Six homes were destroyed. More than 90 others couldn’t be reached, and many accessible homes were unable to be occupied, because floodwaters damaged their heating systems.
Perhaps this memory is fading in Canton. After all, townspeople on Jan. 15 rejected the last piece of a four-year effort to help residents move out of the floodplain, the Village Ridge project. Voters declined to accept grants and take loans for sewer and water hookups for the development.
It seems a myopic decision, given the immense amount of support offered and secured by Canton to, finally, gain higher ground against the recurring floods. Some residents are understandably concerned about change, but change is being forced upon the community, not chosen.
The river isn’t going away. Canton will flood again, as it has over the last century. Since the Christmas 2003 flood, the community has enacted a new comprehensive plan and received unprecedented support to construct many new homes, far above the floodplain.
One agency, the Greater Brunswick Housing Corp., is providing about 90 percent of this project’s cost. Local taxpayers would borrow some $900,000 for the sewer and water lines, but this should be viewed as an investment in the town, not a frivolous expense.
The Canton Lake dam experience should also remind residents of the cost of failing to support infrastructure. The same ambition that townspeople showed in addressing the dam must be extended to the floodplain projects.
Village Ridge and its intent – offering residents protection against the next flood – shouldn’t be washed away by this last setback. Change is difficult but, in Canton, the alternative is even less desirable – the next winter, the next ice-jam, the next flood. And the next inevitable emergency.

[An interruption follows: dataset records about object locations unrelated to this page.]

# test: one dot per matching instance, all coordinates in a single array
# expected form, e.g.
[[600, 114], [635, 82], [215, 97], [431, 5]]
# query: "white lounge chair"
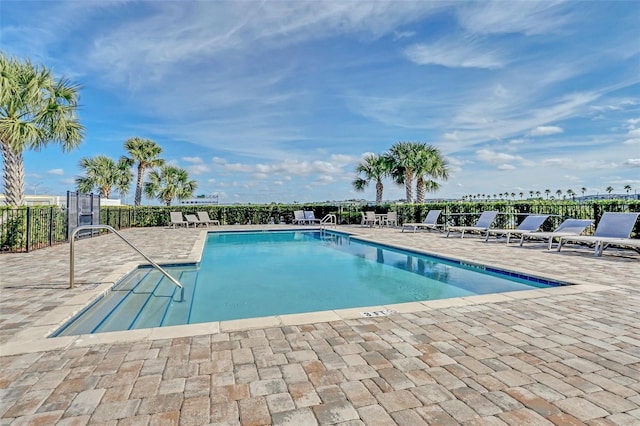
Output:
[[566, 228], [370, 219], [204, 218], [298, 217], [391, 218], [193, 220], [612, 228], [530, 223], [429, 222], [484, 222], [310, 217], [176, 219]]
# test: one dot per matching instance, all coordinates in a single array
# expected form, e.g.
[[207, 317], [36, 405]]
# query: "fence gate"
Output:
[[82, 209]]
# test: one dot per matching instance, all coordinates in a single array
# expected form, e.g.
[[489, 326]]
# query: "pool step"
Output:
[[146, 289]]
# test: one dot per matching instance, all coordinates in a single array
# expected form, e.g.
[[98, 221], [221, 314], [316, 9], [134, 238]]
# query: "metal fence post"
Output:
[[28, 228]]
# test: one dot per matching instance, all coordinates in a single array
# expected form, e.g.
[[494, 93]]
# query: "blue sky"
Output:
[[278, 101]]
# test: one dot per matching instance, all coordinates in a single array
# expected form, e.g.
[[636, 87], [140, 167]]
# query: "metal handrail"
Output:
[[112, 229], [330, 219]]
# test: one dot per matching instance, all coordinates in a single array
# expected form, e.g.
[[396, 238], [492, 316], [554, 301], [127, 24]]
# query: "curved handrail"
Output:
[[330, 219], [112, 229]]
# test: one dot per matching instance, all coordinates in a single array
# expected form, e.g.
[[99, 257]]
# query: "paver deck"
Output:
[[567, 355]]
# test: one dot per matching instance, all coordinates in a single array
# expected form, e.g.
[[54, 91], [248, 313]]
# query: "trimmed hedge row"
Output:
[[28, 228]]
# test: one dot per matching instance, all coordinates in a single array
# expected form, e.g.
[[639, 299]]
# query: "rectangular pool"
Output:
[[256, 274]]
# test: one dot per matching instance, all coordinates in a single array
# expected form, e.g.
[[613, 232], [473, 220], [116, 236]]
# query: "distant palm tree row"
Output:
[[402, 163], [537, 194], [166, 183]]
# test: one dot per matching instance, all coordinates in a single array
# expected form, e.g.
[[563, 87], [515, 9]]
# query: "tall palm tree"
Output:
[[372, 168], [403, 158], [430, 165], [36, 109], [145, 153], [168, 183], [103, 173]]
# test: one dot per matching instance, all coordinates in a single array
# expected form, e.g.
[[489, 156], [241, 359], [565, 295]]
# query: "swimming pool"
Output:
[[256, 274]]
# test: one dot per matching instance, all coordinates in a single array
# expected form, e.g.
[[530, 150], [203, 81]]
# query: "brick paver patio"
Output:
[[565, 356]]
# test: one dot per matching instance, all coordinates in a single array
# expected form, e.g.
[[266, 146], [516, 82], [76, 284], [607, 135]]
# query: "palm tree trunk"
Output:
[[13, 175], [138, 198], [408, 185], [379, 187], [420, 189]]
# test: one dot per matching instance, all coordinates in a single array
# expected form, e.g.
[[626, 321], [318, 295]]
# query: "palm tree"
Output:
[[35, 110], [403, 157], [429, 166], [169, 183], [372, 168], [103, 173], [145, 153], [609, 190]]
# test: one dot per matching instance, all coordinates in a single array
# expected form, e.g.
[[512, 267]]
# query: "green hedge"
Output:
[[47, 225]]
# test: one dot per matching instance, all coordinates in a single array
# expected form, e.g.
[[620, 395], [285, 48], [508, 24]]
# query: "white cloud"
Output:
[[456, 54], [198, 169], [529, 18], [193, 160], [496, 157], [546, 131]]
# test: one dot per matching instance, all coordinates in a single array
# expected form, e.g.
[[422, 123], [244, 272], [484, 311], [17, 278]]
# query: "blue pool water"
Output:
[[254, 274]]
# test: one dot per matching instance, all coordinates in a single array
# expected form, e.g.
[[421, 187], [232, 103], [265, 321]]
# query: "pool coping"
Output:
[[34, 339]]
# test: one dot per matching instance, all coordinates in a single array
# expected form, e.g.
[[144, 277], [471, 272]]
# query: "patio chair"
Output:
[[370, 218], [530, 224], [484, 222], [429, 222], [298, 218], [193, 220], [612, 228], [391, 218], [204, 218], [566, 228], [176, 219], [310, 217]]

There won’t be a second chance for his project, most likely. The town has already waited four years to act; an eleventh-hour rejection is the ultimate frustration for its proponents and backers, trying to help the town help itself.
We urge reconsideration of the sewer and water extensions for Village Ridge. Canton has come too far to abandon all the progress, disregard the hard work and reject this unique opportunity.
The plan was born out of crisis; it shouldn’t die because of shortsightedness.